Here’s the news of the week – and how we see it here at McAlvany Wealth Management:
Post-election: Stocks Crank, Bonds Tank
Preceding and subsequent to the election results Tuesday night, markets experienced some of the most volatile moments I have ever seen in my career. Behind that volatility we had a media in denial that focused on many the wrong things, and an American public, clearly fed up with the past several years of governmental mismanagement (and media obfuscation), casting a vote for something completely different. President Elect Donald Trump, I believe, represents a change for both Republicans and Democrats, and leadership that will bring about greater efficiencies and order in an environment where we have had very little of either to speak of. I have posted an article that appeared on the NPR website outlining Trump’s near-term goals, and I would encourage everyone to read it. He’s aiming at some hard choices, ones that many will disagree with, but I do believe they represent some changes in the direction of what has made America great for all.

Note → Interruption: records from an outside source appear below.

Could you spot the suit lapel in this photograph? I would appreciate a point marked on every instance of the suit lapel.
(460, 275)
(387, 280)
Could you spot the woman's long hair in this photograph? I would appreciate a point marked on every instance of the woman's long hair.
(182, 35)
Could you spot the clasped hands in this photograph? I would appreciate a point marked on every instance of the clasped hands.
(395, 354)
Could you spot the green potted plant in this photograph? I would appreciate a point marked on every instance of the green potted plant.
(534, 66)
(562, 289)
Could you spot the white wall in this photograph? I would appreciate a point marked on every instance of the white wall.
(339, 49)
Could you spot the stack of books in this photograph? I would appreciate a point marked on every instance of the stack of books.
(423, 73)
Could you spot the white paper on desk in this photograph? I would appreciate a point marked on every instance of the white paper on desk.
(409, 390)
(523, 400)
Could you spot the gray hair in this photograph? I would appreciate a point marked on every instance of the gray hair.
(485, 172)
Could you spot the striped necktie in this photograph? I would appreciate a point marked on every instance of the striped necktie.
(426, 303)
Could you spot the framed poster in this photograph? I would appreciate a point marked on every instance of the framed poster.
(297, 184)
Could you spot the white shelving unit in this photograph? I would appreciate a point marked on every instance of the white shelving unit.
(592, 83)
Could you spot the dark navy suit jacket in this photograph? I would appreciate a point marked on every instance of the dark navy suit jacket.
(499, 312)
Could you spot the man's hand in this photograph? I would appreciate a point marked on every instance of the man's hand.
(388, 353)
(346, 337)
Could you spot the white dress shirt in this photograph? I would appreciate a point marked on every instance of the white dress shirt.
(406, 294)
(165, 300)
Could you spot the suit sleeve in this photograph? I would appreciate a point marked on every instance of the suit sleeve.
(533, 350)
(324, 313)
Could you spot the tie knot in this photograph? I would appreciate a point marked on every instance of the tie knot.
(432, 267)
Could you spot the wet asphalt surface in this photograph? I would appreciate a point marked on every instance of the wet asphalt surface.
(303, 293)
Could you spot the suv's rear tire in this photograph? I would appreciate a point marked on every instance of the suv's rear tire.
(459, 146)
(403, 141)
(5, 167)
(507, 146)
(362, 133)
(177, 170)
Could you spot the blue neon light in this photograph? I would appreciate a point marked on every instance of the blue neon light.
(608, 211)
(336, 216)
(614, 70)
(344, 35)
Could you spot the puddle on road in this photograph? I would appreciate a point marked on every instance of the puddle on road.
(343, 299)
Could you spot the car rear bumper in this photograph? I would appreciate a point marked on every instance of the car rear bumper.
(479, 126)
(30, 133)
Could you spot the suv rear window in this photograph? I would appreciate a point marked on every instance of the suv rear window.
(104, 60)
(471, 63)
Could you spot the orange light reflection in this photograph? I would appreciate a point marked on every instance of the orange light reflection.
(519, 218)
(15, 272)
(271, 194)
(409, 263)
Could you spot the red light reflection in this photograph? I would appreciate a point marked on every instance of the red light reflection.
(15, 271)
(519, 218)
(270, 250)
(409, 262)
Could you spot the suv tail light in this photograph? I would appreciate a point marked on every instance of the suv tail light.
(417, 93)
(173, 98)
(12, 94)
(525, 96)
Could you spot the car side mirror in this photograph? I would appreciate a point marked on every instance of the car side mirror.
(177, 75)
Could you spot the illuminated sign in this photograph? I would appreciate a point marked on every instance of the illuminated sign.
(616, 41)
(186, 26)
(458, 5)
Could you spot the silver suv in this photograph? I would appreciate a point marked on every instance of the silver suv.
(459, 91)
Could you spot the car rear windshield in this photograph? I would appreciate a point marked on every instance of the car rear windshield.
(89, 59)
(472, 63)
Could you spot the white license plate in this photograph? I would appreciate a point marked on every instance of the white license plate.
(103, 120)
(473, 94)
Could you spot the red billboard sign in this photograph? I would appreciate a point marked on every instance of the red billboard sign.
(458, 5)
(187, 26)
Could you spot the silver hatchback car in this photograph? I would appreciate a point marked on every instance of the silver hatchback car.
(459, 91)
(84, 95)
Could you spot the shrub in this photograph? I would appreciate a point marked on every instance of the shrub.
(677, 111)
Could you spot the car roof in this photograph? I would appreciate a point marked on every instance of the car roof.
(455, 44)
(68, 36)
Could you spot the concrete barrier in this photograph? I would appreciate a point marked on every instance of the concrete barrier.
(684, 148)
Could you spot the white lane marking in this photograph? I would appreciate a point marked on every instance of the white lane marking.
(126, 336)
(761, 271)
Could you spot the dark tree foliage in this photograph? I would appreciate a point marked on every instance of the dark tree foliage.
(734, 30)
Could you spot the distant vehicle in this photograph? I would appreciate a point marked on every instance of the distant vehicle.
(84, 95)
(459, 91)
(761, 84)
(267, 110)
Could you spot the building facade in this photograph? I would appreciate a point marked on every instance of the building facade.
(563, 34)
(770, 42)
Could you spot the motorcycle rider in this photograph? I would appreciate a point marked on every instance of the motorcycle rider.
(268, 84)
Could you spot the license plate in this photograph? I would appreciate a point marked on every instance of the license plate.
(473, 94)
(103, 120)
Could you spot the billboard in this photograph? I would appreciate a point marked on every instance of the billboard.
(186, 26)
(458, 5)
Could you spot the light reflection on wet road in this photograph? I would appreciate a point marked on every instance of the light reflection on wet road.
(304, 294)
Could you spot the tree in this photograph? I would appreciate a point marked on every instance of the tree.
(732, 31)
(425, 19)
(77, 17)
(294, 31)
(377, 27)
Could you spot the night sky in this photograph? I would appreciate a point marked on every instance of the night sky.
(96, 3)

That said, I know what many of you who read this are thinking. There are challenges ahead, especially the financial kind, referring to our debts (in excess of $80 trillion) that won’t go away regardless of who holds office. Suffice it to say, whatever consequences our leveraged indulgences force upon us in the near future, I believe there is confidence to be had in a President who at the margin will not bend (as easily) toward more socialism in the process. Those of course are my own personal thoughts – for whatever they are worth.

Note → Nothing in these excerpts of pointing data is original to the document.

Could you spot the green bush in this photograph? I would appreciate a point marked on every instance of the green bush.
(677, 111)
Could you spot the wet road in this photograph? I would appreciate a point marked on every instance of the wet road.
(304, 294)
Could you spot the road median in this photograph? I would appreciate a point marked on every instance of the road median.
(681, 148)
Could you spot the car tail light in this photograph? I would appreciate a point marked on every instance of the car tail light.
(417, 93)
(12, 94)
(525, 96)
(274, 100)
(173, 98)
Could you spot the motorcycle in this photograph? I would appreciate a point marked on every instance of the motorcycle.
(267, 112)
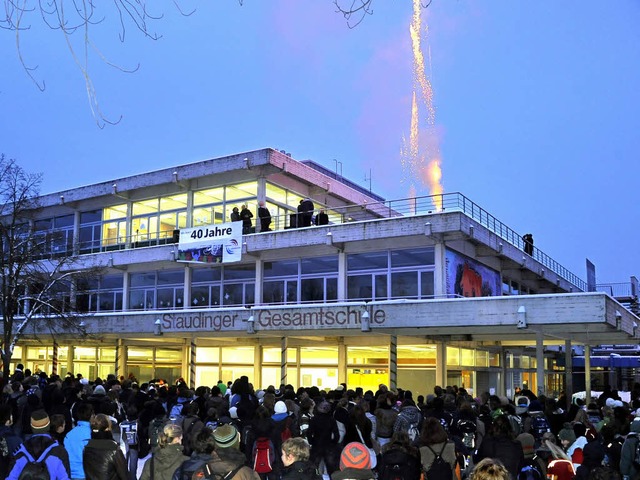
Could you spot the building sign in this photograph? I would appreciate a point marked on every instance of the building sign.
(221, 243)
(468, 278)
(271, 319)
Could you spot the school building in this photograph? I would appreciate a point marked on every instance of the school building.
(411, 293)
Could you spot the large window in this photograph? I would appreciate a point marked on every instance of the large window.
(301, 280)
(151, 290)
(225, 285)
(389, 274)
(101, 294)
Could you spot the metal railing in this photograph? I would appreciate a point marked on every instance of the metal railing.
(424, 205)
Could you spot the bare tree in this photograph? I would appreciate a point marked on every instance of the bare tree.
(37, 284)
(73, 18)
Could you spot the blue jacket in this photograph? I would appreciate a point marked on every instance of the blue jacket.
(33, 449)
(74, 442)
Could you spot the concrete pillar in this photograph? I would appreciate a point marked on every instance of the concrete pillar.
(342, 276)
(587, 374)
(283, 360)
(192, 363)
(540, 381)
(393, 362)
(257, 360)
(440, 272)
(121, 359)
(258, 291)
(441, 364)
(568, 372)
(342, 362)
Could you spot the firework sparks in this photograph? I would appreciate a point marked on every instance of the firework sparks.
(420, 154)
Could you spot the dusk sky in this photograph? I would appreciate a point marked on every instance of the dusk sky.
(537, 105)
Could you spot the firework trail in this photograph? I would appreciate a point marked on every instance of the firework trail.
(420, 153)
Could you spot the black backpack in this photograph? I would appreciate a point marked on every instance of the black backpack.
(396, 464)
(36, 469)
(439, 469)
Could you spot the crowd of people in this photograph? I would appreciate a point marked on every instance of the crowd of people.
(70, 428)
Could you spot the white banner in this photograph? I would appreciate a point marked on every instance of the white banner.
(220, 243)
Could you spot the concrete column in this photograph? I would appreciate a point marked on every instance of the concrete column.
(441, 364)
(189, 219)
(540, 382)
(440, 272)
(503, 386)
(568, 372)
(342, 362)
(121, 359)
(257, 360)
(192, 363)
(76, 233)
(186, 298)
(283, 360)
(258, 291)
(342, 276)
(587, 374)
(393, 362)
(125, 291)
(54, 359)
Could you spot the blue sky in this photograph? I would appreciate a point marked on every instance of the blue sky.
(536, 105)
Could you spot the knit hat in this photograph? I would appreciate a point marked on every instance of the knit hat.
(355, 455)
(567, 433)
(324, 407)
(226, 436)
(39, 422)
(527, 441)
(280, 407)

Back to the market action, following the election, stocks rallied, as the Dow added over 800 points to set a new high on the dichotomous premise that Trump would lower taxes while simultaneously increasing fiscal stimulus. Bonds of course did not take to those prospects in the same way stocks did, as Treasuries fell (as did municipals) a dramatic 7 points in just a few days, with the 30-year tacking on about 40 basis points to a yield of 2.94%. Equity and fixed income markets worldwide moved in sympathy with US markets, while the dollar retraced to its interim highs, which lowered demand for the metals. Gold lost 5.88% to silver’s 5.76%. Technically speaking, the metals are in no man’s land at this point, but in my opinion this opens up an opportunity to buy somewhere between now and when the Fed is expected to raise rates Dec 14th.

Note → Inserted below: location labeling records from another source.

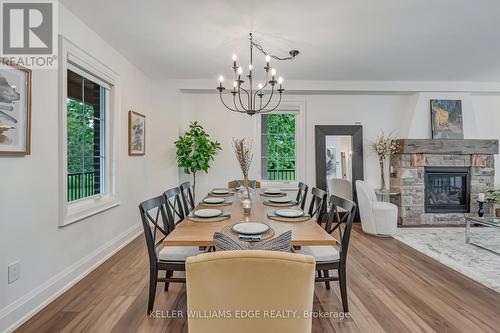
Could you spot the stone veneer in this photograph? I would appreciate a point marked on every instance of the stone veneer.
(408, 171)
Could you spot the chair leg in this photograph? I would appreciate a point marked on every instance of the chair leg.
(327, 275)
(343, 288)
(153, 276)
(168, 274)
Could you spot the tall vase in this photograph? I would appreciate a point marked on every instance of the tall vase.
(383, 186)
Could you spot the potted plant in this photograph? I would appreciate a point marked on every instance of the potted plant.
(494, 198)
(195, 150)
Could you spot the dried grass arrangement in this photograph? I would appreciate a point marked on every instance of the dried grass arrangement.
(244, 154)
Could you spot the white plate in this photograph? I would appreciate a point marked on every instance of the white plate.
(207, 213)
(289, 212)
(281, 200)
(212, 200)
(272, 191)
(250, 228)
(220, 191)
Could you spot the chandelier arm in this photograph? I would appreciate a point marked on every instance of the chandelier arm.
(269, 100)
(236, 106)
(222, 100)
(239, 96)
(270, 110)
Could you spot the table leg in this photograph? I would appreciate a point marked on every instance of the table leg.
(467, 232)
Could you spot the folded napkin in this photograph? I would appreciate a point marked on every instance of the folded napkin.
(250, 237)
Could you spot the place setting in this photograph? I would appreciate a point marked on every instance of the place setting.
(280, 202)
(221, 192)
(288, 215)
(208, 215)
(249, 231)
(216, 202)
(272, 193)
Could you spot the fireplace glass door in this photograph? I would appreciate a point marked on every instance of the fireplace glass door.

In the meantime, we will just have to wait for the markets to settle into its new norm. More to the point, I don’t think the rally in stocks can proceed without the cooperation of the bond market – which by the way has been leaking steadily both here and abroad since June of this year (long before Trump’s victory). But as I have said here before, performance gaming may carry the stock market through to year-end, after which we might get some clearer indication of what the markets are truly capable of.